Rodolfo Rafael Carter Fernández (born 6 June 1971) is a Chilean politician.

From 2011 to 2024, Carter served as mayor of the La Florida commune in the capital city Santiago. Similarly, he was a member of the conservative party Independent Democratic Union (UDI), from 1999 to 2015.

By 2023 he managed to become part of the mayors with influence at the national level. Despite his disassociation with the UDI, in 2018, the party's president, Jacqueline van Rysselberghe, described him as one of the most important militants who have resigned.

==Biography==
He is the son of Jorge Carter Caneo and Gloria Fernández Cruz. He has a younger brother, Congressman Álvaro Carter.

In 1977, his family moved to La Florida. Rodolfo Carter studied at the Salesian School of Macul and later joined Pontifical Catholic University of Chile (PUC) School of Law, graduating in 1998. His father died during his final year of studies.

==Political career==
His first encounter with politics came during his time in the High School, where he became president of his Student Council in the 1980s.

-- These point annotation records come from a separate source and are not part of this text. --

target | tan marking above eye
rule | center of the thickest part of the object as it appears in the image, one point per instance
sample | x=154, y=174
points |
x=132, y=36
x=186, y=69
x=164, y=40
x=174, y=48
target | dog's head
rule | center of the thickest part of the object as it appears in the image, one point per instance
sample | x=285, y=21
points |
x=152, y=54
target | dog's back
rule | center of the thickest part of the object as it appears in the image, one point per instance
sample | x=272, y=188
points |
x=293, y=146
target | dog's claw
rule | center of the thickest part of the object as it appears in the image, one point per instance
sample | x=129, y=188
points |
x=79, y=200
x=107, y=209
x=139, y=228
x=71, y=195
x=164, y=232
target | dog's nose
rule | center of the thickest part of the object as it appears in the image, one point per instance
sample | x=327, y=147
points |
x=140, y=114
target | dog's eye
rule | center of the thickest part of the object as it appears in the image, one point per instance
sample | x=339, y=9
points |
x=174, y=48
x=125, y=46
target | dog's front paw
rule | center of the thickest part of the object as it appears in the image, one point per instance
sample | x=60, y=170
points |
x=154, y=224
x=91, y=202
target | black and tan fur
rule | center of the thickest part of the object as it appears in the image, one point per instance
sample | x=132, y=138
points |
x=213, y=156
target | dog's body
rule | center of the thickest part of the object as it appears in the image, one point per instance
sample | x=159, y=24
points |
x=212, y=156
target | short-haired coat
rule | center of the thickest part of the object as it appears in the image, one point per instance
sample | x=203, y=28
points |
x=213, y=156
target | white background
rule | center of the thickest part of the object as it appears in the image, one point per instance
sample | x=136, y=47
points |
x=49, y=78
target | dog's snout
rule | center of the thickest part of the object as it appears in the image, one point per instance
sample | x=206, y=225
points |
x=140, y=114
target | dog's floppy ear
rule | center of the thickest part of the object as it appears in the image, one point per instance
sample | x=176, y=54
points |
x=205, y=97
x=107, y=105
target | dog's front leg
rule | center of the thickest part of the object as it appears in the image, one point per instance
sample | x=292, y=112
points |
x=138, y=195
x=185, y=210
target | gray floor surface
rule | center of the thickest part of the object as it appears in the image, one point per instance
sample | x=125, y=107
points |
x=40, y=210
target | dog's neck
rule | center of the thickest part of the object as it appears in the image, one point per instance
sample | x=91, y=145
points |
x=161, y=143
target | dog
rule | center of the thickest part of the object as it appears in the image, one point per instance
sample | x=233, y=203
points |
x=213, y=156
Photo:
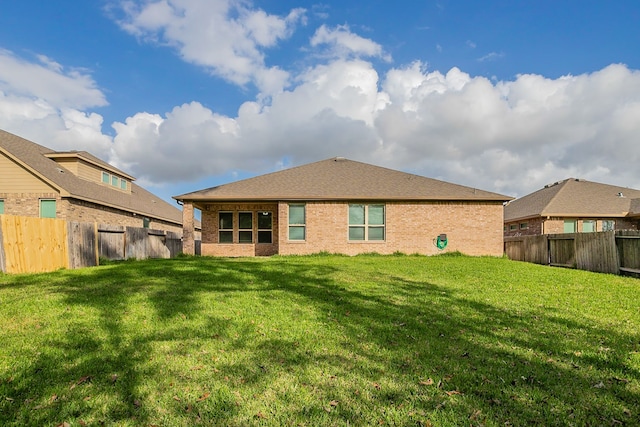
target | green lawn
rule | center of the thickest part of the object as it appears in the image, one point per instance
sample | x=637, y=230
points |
x=320, y=340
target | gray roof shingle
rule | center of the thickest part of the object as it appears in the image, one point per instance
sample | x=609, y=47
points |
x=341, y=179
x=573, y=198
x=37, y=159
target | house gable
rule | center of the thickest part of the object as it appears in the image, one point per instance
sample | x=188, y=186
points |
x=583, y=205
x=76, y=177
x=15, y=179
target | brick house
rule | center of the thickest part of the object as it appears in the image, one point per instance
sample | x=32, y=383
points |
x=76, y=186
x=342, y=206
x=573, y=206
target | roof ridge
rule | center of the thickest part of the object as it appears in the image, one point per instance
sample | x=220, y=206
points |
x=562, y=185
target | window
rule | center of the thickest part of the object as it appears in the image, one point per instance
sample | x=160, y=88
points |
x=297, y=222
x=265, y=224
x=225, y=227
x=366, y=222
x=245, y=225
x=588, y=226
x=570, y=226
x=47, y=208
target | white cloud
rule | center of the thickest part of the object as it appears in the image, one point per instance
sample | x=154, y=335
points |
x=48, y=81
x=491, y=56
x=507, y=136
x=511, y=136
x=342, y=43
x=45, y=103
x=225, y=36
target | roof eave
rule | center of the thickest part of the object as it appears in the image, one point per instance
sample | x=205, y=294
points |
x=122, y=208
x=26, y=166
x=204, y=199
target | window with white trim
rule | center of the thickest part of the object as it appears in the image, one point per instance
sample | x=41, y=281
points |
x=245, y=227
x=588, y=226
x=265, y=227
x=297, y=222
x=570, y=226
x=225, y=227
x=366, y=222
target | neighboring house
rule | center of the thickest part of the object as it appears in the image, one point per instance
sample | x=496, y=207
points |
x=573, y=206
x=342, y=206
x=76, y=186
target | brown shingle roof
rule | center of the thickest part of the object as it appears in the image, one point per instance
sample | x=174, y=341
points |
x=573, y=198
x=340, y=179
x=37, y=159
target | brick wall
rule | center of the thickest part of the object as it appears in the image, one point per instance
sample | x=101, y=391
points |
x=473, y=228
x=539, y=226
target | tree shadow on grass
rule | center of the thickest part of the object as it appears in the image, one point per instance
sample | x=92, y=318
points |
x=419, y=353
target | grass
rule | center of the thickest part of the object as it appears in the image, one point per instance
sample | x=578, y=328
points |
x=320, y=340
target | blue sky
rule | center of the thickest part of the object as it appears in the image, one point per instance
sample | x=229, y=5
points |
x=506, y=96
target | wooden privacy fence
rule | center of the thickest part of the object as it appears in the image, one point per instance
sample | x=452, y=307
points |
x=616, y=252
x=33, y=245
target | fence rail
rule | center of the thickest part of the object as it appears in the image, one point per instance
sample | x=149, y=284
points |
x=33, y=245
x=615, y=252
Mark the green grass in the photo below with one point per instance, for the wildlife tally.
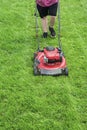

In 1997, Carter participated in Rodrigo Álvarez Zenteno's parliamentary campaign and, after his election, worked as a legislative advisor. During that time, he traveled to Punta Arenas for three months, where he taught commercial law at various universities.

He thus joined the Independent Democratic Union (UDI), which nominated him as a councilor for La Florida in the 2000 municipal elections, where he was elected for three consecutive terms.

In 2011, following the resignation of La Florida Mayor, Jorge Gajardo, he assumed that position on an interim basis, and in the 2012 municipal elections he was ratified in the municipal seat, defeating former councilor Gonzalo Duarte from the Christian Democratic Party.